И вот я уже лечу в личном самолете генерала с пятью офицерами безопасности - подо мной облака, а перед глазами - холодная вареная курица на подносе, которой я вяло пытаюсь подкрепиться, запивая белое мясо горячим кофе. Офицер связи докладывает, что на объекте под Москвой заметили полную блокаду дома и среди охраны началась паника. Но всякая радиосвязь, телефонная, пей-джинговая и прочая забита полностью. Электричество и вода в доме отключены, действует только городской телефон, но действует только по нашей команде - и он протянул мне микрофон для связи.

- Алло, - сказал я спокойно.

- Да, - ответил знакомый голос юноши с татуировкой на заднице.

На часах около девяти утра, сегодня воскресенье, они еще в постели.

- МашА, разбуди Марса, - сказал я с ленивой угрозой в голосе.

Пауза.

- Кто его спрашивает?

- Пушкин…

- Позвоните через час.

- А ты подними с коврика белую туфельку с золотой пряжкой (я заметил ее ночью) и ткни каблучком в ухо.

- Не хамите, Александр Сергеевич. Мы люди обидчивые, злопамятные, все книжки ваши порвем на кусочки.

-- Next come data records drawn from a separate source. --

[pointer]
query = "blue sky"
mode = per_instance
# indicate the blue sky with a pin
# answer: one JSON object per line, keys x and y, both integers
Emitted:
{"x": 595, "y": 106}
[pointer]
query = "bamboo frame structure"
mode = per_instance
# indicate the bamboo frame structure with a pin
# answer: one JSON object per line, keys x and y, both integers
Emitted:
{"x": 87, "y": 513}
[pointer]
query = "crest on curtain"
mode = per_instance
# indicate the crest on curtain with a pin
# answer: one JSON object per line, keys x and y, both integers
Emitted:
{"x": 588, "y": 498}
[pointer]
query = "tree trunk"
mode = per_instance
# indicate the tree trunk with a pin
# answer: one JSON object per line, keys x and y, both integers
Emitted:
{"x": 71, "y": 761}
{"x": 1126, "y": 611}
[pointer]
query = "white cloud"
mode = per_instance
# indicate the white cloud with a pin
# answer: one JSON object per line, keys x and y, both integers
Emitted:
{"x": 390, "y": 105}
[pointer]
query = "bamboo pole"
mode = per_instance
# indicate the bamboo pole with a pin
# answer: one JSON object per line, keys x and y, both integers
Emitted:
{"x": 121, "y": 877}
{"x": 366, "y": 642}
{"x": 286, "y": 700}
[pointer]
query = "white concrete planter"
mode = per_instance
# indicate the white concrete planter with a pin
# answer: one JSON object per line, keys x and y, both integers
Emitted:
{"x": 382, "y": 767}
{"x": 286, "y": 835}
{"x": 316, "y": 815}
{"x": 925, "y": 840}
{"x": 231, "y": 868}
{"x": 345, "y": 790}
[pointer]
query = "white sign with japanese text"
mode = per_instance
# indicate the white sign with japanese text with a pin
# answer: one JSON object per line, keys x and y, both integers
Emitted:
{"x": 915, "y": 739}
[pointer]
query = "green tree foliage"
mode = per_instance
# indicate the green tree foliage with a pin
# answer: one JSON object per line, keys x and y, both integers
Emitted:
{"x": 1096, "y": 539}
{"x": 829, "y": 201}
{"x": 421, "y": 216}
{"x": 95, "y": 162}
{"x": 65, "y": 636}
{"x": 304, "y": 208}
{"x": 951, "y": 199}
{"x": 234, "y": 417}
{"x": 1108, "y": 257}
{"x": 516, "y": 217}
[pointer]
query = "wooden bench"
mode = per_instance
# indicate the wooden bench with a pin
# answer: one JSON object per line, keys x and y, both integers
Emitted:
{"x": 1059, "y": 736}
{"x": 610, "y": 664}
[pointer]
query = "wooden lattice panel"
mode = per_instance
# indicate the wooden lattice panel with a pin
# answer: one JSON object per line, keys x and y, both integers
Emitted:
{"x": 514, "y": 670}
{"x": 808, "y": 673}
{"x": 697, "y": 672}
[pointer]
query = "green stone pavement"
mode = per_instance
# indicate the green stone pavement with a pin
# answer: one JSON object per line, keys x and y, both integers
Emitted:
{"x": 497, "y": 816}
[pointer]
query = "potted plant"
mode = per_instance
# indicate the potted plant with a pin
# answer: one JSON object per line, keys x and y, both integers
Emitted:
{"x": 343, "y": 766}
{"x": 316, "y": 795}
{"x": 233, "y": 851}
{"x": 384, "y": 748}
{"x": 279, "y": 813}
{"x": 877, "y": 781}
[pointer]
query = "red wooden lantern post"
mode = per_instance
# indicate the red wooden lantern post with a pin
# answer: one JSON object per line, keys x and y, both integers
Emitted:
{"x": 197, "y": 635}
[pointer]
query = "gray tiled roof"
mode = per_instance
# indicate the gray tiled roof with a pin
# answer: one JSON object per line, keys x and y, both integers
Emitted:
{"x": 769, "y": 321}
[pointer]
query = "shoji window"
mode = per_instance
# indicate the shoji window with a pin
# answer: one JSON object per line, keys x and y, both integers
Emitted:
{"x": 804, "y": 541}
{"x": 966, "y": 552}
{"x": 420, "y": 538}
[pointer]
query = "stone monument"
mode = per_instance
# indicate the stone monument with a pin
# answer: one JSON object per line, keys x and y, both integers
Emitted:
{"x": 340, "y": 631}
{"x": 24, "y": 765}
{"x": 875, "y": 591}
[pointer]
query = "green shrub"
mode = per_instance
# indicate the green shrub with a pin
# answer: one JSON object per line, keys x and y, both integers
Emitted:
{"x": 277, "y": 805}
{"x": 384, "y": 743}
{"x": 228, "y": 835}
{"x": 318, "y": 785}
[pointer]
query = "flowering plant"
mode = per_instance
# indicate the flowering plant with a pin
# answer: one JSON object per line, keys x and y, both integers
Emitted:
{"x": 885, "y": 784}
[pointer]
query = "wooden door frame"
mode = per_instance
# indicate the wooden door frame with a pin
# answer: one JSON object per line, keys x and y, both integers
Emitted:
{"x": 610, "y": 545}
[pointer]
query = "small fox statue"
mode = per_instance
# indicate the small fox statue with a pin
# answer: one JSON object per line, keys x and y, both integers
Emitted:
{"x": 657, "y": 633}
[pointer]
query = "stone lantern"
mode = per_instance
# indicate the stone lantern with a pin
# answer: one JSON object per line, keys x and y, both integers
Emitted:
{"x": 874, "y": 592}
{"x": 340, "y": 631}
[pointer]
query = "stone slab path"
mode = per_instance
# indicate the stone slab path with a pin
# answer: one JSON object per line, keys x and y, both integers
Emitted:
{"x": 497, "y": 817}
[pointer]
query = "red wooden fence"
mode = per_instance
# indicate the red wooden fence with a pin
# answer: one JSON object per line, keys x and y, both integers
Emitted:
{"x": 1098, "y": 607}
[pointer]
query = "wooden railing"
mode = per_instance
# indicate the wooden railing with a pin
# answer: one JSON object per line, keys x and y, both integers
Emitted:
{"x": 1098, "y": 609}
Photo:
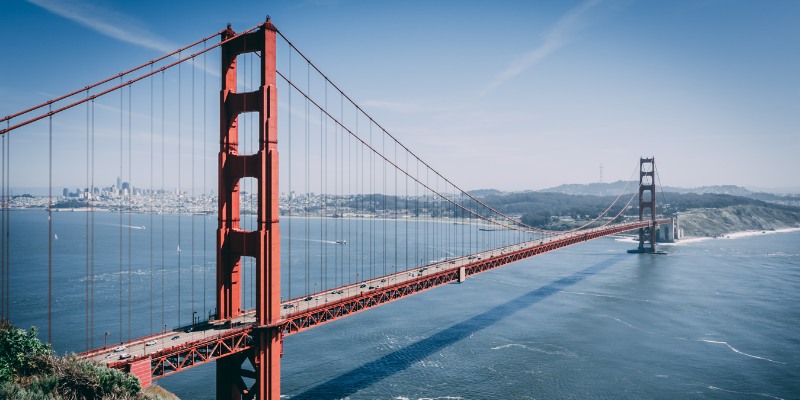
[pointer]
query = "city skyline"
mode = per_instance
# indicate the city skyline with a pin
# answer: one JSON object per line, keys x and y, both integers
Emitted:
{"x": 491, "y": 96}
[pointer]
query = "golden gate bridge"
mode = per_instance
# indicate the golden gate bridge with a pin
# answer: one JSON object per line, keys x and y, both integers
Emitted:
{"x": 347, "y": 182}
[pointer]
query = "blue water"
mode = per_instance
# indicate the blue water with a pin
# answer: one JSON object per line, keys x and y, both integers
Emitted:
{"x": 713, "y": 319}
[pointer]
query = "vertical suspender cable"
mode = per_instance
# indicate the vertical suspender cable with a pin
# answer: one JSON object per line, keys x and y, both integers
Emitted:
{"x": 289, "y": 270}
{"x": 152, "y": 204}
{"x": 50, "y": 236}
{"x": 180, "y": 194}
{"x": 7, "y": 230}
{"x": 3, "y": 293}
{"x": 205, "y": 143}
{"x": 87, "y": 197}
{"x": 119, "y": 207}
{"x": 91, "y": 263}
{"x": 130, "y": 201}
{"x": 191, "y": 215}
{"x": 163, "y": 196}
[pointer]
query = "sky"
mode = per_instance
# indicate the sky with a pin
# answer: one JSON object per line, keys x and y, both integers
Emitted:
{"x": 509, "y": 95}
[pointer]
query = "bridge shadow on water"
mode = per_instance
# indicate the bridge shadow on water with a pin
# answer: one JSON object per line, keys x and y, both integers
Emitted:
{"x": 364, "y": 376}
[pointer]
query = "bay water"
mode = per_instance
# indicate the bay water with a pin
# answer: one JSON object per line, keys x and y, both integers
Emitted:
{"x": 713, "y": 319}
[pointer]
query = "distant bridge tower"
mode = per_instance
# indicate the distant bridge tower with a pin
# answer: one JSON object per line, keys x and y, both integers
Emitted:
{"x": 647, "y": 205}
{"x": 262, "y": 244}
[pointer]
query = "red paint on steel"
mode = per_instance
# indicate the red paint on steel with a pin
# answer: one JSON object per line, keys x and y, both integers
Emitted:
{"x": 233, "y": 346}
{"x": 263, "y": 244}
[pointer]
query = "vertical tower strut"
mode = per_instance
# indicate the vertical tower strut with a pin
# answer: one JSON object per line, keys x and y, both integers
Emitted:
{"x": 647, "y": 202}
{"x": 262, "y": 244}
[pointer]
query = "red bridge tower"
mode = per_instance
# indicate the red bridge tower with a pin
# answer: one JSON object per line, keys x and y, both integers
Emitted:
{"x": 262, "y": 244}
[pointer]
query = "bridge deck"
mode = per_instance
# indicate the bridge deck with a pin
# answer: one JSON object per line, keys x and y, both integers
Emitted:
{"x": 173, "y": 351}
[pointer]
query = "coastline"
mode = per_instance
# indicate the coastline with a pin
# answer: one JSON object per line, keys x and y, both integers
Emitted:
{"x": 727, "y": 236}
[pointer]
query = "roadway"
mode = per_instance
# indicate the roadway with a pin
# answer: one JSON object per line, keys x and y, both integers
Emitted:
{"x": 166, "y": 342}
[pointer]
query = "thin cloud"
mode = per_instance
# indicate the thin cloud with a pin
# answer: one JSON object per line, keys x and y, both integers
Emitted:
{"x": 557, "y": 37}
{"x": 113, "y": 25}
{"x": 106, "y": 22}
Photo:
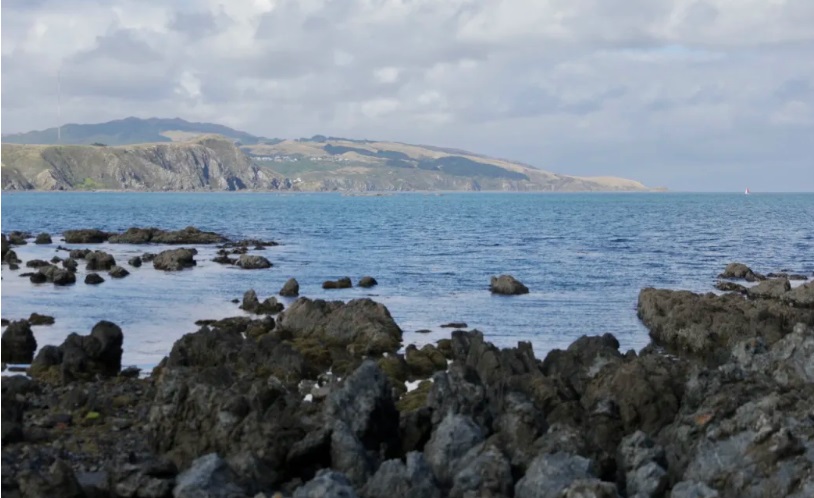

- Я вижу Маша - я перестал менять ударение, - ты еще не выспалась. Видно лифчик черненький тебе все еще жмет в сиськах. А ведь Виталик тебе уже маячит с порога о том, что тревога в доме и фиговый абзац полный.

Нечто дрогнуло на том конце связи. Я угадал - маячит.

- Словом, буди хозяина, а сама отойди к окошку и пососи сигаретку с ментолом. Только задницу прикрой халатом, не сверкай розами.

Пауза.

Незнакомый голос: "Я слушаю".

- Господин Марс, это Пушкин вас беспокоит с того света.

Чувство власти над людьми ни о чем не сравнимо!

- Здравствуй, Саша.

- Одним словом, обстановка у тебя такая: вся твоя норка окружена очень серьезно, под самые яйки - офицер подсовывает мне аэроснимки, переданные по факсу, - А на опушке слева стоит на виду боевая машина пехоты, чтобы ты ее хорошо видел и понимал, что дело тут не блатное, не воровское, а государственное, и что интерес к тебе серьезный. Надо поговорить.

Пауза.

Слушая самого себя, я невольно думаю, откуда в моей голове сидит воровской сленг? Может быть я раньше сам был из такой же шайки?

- Хорошо. Я жду вас. Когда?

- Я прилетаю через 20 минут, а с аэродрома прямо к тебе - на вертушке. Сядем перед домом. Отгоните машины от входа, два "Джипа" и серый "Опель". Искать ничего не будем, так что не суетись и бумаги не сжигай.

- Ясно… Дайте электричества на полчаса - кофе сварить.

- Придется без кофейка. Разлей остатки джина с тоником и ополоснись, - бутылка стояла на журнальном столике, жаль, что я не разобрал в темноте ночью марку джина.

Я отключил связь, а уже через пятьдесят две минуты выходил из вертолета на бетонную площадку перед загородным домом. Да это был дом из моего сна! Я невольно замедлил шаг и оглянулся на мокрое пятно в шаге от бордюра - все, что осталось от моей жабы…

Первым вошли в дом офицеры безопасности и разоружили охрану. Затем они же установили телекамеру и антенну космической связи, чтобы генерал мог вступить в разговор.

Я выделялся несколько глупым видом - на моей голове сверкал мотоциклетный шлем с опущенным матовым забралом. Специальное стекло - я вижу все, а вот меня разглядеть невозможно. Никто не должен видеть любимого ученика в лицо!

Я последним вошел в кабинет, где установили камеру… да, это была та самая комната, где я чуть не спятил нынешней ночью.